Visitor
to Order
Conversion
Company
Xometry
Type
Feature Update, A/B Test
Role
Lead Product Designer
Tools
Sketch, Confluence, Amplitude, Split
- 7–10% of visitors click on the main call to action “get a quote”
- 33% of those visitors actually end up getting a quote, leading to a combined conversion rate of ~2%
Finding Solution
To drive incremental revenue, I worked with other stakeholders to prioritize running an AB test in our visitors-to-quoter-to-customer funnel.
First up, we focused on an experiment to test improvements to the capabilities pages that serve as entry points for our paid search customer acquisition funnel.
The Experiment
The user journey from finding Xometry to placing the first order is a long funnel, with many opportunities for users to fall off during the process. We wanted to highlight the ease of use of our quoting platform to reduce the visitor drop-off early in the funnel.
Control Treatment (Off)
The existing process capabilities pages had a clean, simple design. Yet, visitors to Xometry’s capabilities pages didn’t get a sense of the instant quote user experience unless they clicked on a CTA, and as a result, a vast majority of the visitors dropped off before clicking on a CTA.
Anytime we make big changes to our visitor funnel, there are significant risks in disrupting our revenue and user experience. In order to make improvements with confidence, I needed the ability to reliably run an A/B test experiment.
There are three foundational pieces to the way we run experiments and collect data. The first step in creating the experiment is managing it with split.io.
Split
The Split platform allows me to control the A/B test experiment in a variety of ways. This platform allows me to assign feature flags to randomized user groups, cohorts, in order to measure the effects of our changes on conversion rates across all our metrics.
Segment
The backbone of our data management systems is Segment: a robust system for event delivery. Segment allows us to connect a wide variety of data sources and data destinations together. In this case, I am using Split as a source of data being sent into Amplitude, which is then merged with our other data sources in Amplitude, such as tracking events that tell us when users perform specific actions on our website
Amplitude
In order to measure all of these results, I used Amplitude to analyze our data and build charts and reports to visualize the results. This allows me to connect data from a variety of sources to display a rich story about the journeys that our users experienced. By creating a framework of powerful tools, and implementing them in compact, reusable components I have created a methodology for running reliable, repeatable experiments in the future.
Success Metrics
My primary metric for measuring the success of this experiment was capabilities pages CTA Clicked conversion and my secondary metric was the Quote Started conversion metric. While my ultimate goal is visitors placing their first order, this metric is a lagging indicator and we decided to focus on the earlier targets in the funnel.
Result
I ran the experiment for a minimum of 2 weeks and concluded it once we reached statistical significance above a 97.5% chance to outperform on both the primary and secondary success metrics.
CTA Clicked, Success!
The test treatment resulted in a 7.59% CTA Clicked Improvement Over Baseline (46.2% vs 42.9%), and a 99.8% chance to outperform, exceeding our 97.5% threshold for statistical significance.
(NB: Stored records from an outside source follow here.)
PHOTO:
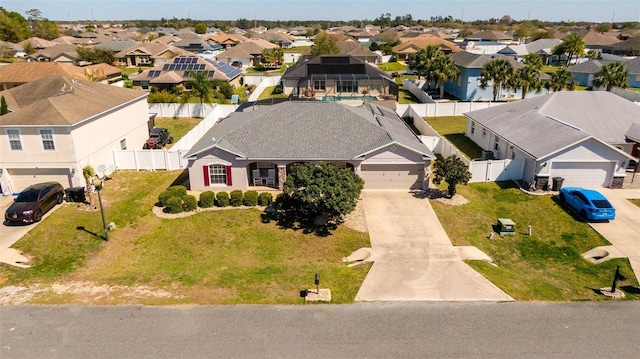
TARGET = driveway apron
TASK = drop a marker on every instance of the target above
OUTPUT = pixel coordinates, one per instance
(414, 259)
(624, 231)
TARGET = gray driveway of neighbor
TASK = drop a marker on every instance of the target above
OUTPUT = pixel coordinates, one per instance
(414, 259)
(10, 234)
(623, 232)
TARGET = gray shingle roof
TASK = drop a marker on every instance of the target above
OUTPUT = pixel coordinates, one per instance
(545, 124)
(309, 130)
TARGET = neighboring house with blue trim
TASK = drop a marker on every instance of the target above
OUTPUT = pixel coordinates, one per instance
(467, 86)
(585, 72)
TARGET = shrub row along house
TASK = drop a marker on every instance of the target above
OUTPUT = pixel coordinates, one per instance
(256, 147)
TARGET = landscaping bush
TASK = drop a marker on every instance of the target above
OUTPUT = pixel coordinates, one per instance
(174, 205)
(265, 199)
(173, 191)
(189, 203)
(222, 199)
(207, 199)
(236, 198)
(250, 198)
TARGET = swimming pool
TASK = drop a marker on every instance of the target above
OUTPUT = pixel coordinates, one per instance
(341, 98)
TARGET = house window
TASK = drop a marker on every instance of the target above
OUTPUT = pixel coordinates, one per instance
(15, 143)
(264, 168)
(217, 174)
(46, 135)
(347, 86)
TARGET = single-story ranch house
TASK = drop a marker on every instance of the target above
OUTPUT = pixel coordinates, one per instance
(257, 148)
(589, 138)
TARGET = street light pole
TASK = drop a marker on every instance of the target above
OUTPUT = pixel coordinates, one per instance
(97, 183)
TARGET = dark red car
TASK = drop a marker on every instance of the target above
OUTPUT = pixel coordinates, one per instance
(34, 201)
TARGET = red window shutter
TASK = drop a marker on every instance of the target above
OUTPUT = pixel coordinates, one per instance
(205, 169)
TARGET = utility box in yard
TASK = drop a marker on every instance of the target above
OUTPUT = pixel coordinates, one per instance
(506, 227)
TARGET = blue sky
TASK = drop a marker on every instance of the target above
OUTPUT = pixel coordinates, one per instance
(468, 10)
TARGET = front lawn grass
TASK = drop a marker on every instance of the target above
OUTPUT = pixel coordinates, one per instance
(453, 128)
(546, 266)
(213, 257)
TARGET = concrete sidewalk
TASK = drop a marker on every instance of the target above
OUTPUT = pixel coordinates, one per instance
(623, 232)
(414, 259)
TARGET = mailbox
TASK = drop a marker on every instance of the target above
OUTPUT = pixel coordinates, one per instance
(506, 227)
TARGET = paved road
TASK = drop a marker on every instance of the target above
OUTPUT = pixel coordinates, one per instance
(413, 256)
(362, 330)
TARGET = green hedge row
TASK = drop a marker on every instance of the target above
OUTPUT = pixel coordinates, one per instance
(176, 200)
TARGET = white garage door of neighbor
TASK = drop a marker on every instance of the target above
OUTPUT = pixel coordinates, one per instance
(583, 174)
(21, 178)
(392, 176)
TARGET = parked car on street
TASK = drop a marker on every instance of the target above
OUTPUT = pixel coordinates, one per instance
(590, 204)
(33, 202)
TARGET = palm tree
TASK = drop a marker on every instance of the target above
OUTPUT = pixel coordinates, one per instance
(444, 68)
(526, 78)
(613, 74)
(534, 60)
(496, 73)
(560, 80)
(200, 86)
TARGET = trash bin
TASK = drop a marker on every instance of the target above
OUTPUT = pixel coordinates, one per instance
(75, 194)
(557, 183)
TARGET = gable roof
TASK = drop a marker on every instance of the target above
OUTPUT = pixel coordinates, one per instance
(311, 130)
(544, 124)
(23, 72)
(471, 60)
(62, 101)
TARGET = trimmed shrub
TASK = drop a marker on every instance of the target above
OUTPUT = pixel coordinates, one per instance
(235, 198)
(265, 198)
(250, 198)
(173, 191)
(174, 205)
(207, 199)
(189, 203)
(222, 199)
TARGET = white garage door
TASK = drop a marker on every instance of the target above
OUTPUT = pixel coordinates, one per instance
(392, 176)
(21, 178)
(583, 174)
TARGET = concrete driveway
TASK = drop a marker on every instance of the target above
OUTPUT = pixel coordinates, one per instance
(414, 259)
(623, 232)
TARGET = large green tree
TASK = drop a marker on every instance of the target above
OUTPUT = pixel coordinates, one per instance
(443, 68)
(613, 74)
(526, 78)
(323, 44)
(320, 194)
(497, 74)
(451, 170)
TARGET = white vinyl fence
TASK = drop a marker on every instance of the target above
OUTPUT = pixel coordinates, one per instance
(171, 159)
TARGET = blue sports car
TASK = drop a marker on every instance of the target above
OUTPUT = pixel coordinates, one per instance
(590, 204)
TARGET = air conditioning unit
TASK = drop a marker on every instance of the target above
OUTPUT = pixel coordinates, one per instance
(487, 155)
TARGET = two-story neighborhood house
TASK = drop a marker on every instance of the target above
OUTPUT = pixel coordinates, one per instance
(58, 125)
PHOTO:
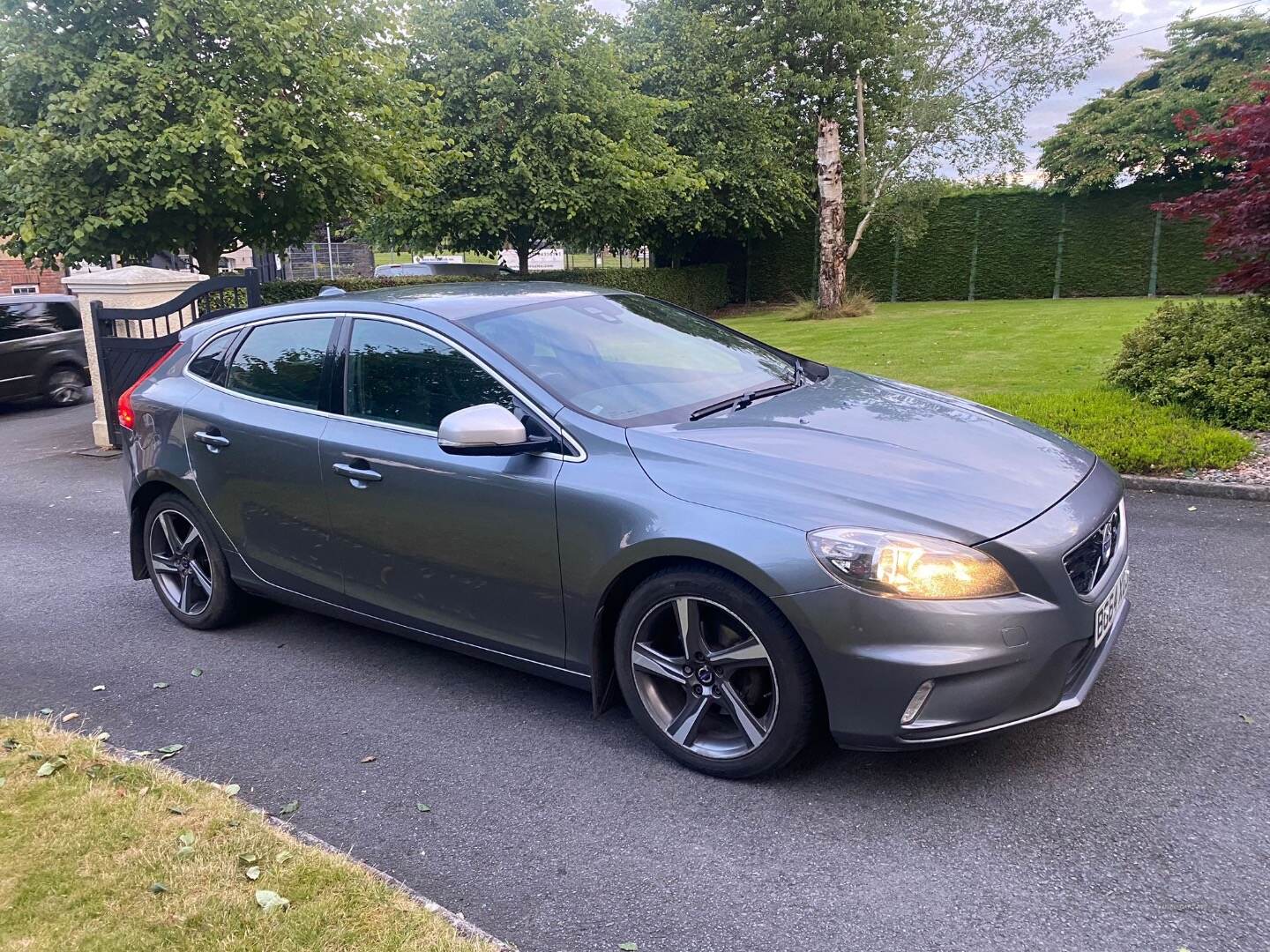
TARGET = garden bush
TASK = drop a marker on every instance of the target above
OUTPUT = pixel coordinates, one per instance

By examining the CTA Clicked metric, I was able to see this statistically-valid increase in the percentage of visitors to the capabilities pages that clicked on a “Get Your Instant Quote” or “Start a New Instant Quote” CTA anywhere on the marketing pages within a visit.
So, did the higher CTA Clicked conversion result in a higher Quote Started conversion?
Quote Started, Success!
The test treatment exceeded my expectations and resulted in a significantly higher 21.6% improvement in visitor-to-quote-started conversion over baseline (13.9% vs 11.4%), and a 99.9% chance to outperform exceeding our 97.5% threshold for statistical significance.
By examining the Quote Started metric, I was able to see this statistically-valid increase in the percentage of visitors to the capabilities pages that made it through the anonymous quoter flow and created a quote.
Summary
The chart of all the experimental results is summarized and shown below.
Recommendations
Based on the results, I recommended setting the new capabilities page as the new standard design and setting the Split to100% for all users.
A small percentage of visitors don’t receive the Split assignment, so we’ll also update the code to make the changes permanent, remove the Split code, and extend the new design to other manual-quote capabilities pages, including Injection Molding.
We are eager to continue improving our quoting experience from end to end. Within the capabilities pages, future experiments will include the ability to start an anonymous quote by uploading 3D files directly from the marketing pages.
One of the great selling points of Xometry is the depth and breadth of the manufacturing capabilities offered, but this can be confusing and overwhelming for users who are not familiar with all of the options available. By providing more customized context and learning tools around each of our capabilities pages, we hope to educate and retain more users within the quoting funnel.